Transportation Bond Mechanisms

Transportation bonds are financed in several ways:

  • General obligation bonds (GO) from state and local governments have backing by government income and other levied taxes.
  • Revenue bonds use designated sources of revenue to pay interest and principal. These bonds may be appropriate for transportation financing because tolls and fares are often charged to use highways, bridges, and other transit facilities. However, revenue bonds have a higher interest rate due to the risk investors face if revenues fall short of projections.
  • Private-public partnerships are entities where government authorities and private firms work together to fund specific initiatives.

For example, management of the Elizabeth River Tunnels Project is by both a private company, Elizabeth River Crossings OpCo, LLC, and the Virginia Department of Transportation. Revenue bonds have been issued to help finance this project, which funds toll roads and tunnels near Portsmouth, Virginia.

Another private-public partnership is the Eagle P3 FasTracks project to build or extend commuter rail lines in the Denver, Colorado, area.
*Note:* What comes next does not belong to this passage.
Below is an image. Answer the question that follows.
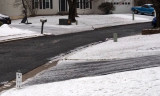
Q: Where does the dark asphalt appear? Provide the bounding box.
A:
[0,23,151,85]
[25,55,160,85]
Denver Transit Partners, a consortium of private companies, and the Regional Transportation District (RTD) have partnered on this project, funded in part by transportation bonds.

Although traditional municipal bonds have long been attractive to investors due to the earned interest being tax-exempt, transportation bonds may not have this exemption. In some cases, interest may be exempt from state taxes, but not from federal taxes. In other cases, even bonds issued by private entities in cooperation with public bodies may offer tax-exempt status from federal taxes.